Last year, Sun, a highly regarded scientist, sparked a passionate online debate with allegations that the founders of Chinese civilization were not in any sense Chinese, but in fact migrants from Egypt. He conceived this connection in the 1990s, performing radiometric dating of ancient Chinese bronzes; To his surprise, their chemical composition was more reminiscent of those of ancient Egyptian bronzes than native Chinese ores.
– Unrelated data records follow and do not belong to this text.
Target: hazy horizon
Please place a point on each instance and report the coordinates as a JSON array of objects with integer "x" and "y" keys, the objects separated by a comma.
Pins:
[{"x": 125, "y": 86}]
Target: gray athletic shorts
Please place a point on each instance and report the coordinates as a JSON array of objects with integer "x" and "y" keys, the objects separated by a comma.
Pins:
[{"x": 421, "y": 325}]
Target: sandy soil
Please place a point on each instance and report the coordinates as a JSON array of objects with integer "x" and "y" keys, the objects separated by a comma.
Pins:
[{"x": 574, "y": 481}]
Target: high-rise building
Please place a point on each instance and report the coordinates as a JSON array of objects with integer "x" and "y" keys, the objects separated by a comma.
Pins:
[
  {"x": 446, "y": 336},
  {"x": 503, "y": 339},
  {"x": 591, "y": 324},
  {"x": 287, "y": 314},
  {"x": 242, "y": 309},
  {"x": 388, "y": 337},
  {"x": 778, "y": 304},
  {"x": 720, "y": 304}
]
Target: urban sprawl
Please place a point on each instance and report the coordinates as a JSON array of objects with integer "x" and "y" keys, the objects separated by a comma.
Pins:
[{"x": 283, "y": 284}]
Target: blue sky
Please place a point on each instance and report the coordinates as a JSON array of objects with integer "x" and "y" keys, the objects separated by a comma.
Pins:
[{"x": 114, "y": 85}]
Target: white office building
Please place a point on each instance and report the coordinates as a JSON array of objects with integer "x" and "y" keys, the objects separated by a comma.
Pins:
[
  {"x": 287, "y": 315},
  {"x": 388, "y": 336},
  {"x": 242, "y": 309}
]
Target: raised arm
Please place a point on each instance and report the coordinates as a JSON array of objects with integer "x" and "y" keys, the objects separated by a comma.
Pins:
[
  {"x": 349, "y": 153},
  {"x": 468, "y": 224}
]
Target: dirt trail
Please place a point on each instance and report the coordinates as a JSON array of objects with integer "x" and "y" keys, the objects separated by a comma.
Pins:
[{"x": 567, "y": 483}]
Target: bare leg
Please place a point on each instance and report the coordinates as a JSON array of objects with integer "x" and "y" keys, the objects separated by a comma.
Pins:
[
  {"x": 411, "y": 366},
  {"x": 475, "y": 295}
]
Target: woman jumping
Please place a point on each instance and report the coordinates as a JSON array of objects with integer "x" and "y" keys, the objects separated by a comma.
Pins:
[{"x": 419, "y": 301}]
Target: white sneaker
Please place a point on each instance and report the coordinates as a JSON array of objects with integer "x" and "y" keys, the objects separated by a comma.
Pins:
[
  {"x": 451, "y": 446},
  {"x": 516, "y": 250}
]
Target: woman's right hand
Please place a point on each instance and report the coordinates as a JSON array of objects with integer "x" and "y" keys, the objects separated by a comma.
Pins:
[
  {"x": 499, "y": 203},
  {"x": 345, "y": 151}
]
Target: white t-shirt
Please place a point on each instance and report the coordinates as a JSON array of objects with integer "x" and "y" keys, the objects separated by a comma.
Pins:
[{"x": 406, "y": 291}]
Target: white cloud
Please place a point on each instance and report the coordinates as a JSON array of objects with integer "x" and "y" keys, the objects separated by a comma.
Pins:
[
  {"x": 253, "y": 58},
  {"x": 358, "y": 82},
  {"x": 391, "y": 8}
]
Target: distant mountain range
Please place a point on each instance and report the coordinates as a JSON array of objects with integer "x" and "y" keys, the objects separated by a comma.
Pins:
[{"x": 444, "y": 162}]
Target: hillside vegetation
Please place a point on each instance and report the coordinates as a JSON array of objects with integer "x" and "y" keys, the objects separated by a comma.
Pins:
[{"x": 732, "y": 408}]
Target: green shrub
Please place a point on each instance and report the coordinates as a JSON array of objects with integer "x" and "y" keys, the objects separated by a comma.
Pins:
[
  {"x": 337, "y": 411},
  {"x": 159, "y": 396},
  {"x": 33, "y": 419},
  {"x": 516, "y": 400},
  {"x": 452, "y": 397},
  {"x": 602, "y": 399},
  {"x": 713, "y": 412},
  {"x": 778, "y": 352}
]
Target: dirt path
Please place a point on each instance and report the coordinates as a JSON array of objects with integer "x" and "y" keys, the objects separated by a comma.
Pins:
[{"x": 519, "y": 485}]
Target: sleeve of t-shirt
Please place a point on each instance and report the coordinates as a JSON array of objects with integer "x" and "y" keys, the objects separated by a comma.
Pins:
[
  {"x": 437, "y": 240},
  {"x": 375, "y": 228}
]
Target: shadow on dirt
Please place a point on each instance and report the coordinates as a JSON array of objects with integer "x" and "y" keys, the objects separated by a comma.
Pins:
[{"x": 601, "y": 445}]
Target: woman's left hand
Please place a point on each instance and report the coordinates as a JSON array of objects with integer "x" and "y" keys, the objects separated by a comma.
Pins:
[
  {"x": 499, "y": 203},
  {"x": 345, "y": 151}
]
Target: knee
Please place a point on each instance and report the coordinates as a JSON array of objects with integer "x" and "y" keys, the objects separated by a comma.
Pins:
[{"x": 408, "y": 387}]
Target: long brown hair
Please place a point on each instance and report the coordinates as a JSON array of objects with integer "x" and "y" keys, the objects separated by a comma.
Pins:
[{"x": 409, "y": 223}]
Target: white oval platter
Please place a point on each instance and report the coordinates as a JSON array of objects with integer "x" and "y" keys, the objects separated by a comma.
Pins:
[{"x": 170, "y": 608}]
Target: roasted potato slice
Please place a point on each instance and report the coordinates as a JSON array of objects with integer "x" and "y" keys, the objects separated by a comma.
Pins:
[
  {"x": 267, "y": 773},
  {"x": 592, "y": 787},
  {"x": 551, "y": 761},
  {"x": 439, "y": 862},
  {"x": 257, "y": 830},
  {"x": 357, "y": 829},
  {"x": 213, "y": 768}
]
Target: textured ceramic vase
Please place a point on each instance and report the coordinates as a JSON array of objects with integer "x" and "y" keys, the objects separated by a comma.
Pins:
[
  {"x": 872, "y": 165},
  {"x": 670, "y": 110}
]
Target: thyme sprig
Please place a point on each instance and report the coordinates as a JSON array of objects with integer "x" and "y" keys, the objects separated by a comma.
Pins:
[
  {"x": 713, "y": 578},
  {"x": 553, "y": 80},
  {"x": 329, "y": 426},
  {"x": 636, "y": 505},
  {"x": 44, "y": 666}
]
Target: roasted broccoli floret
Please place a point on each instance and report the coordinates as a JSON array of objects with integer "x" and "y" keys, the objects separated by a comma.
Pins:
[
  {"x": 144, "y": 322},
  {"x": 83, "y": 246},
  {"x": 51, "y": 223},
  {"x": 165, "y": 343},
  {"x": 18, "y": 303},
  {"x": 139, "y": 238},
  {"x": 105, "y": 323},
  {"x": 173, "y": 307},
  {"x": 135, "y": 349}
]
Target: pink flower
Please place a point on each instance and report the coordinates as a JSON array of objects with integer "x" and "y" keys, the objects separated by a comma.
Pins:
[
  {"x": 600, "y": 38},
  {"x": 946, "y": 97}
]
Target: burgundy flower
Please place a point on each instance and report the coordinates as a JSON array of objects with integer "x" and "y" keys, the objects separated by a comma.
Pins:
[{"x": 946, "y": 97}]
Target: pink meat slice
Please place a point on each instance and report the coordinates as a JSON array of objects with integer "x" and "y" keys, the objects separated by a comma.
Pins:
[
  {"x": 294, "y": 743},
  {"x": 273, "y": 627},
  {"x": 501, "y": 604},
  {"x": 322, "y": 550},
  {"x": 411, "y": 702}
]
Both the ideas of the Sun and the controversy surrounding them stem from a much longer tradition of nationalist archeology in China, which has been trying for more than a century to answer the basic scientific question, which has always been largely politicized: Where do the Chinese come from?
The sun claims that the technology Chinas Bronze Age, widely known scientist, first appeared in the northwest of the country through the prehistoric Silk Road, in fact came to the sea. According to him, his carriers were Hyksos, residents of Western Asia, who ruled part of northern Egypt as foreigners between the 16th and 16th centuries BC. He notes that the Hyksos had in their time almost all the same wonderful technologies of bronze metallurgy, chariots, literacy, domesticated plants and animals that archaeologists discovered in the ancient city of Yin, the capital of the second Chinese Shang dynasty, between 1300 and 1046 BC. E. Since the Hyksos are known to have developed ships for war and trade that allowed them to swim across the Red and Mediterranean seas, the Sun suggests that a small population escaped their crumbling dynasty, using the technology of navigation that eventually led them and their Bronze Age culture To the coast of China.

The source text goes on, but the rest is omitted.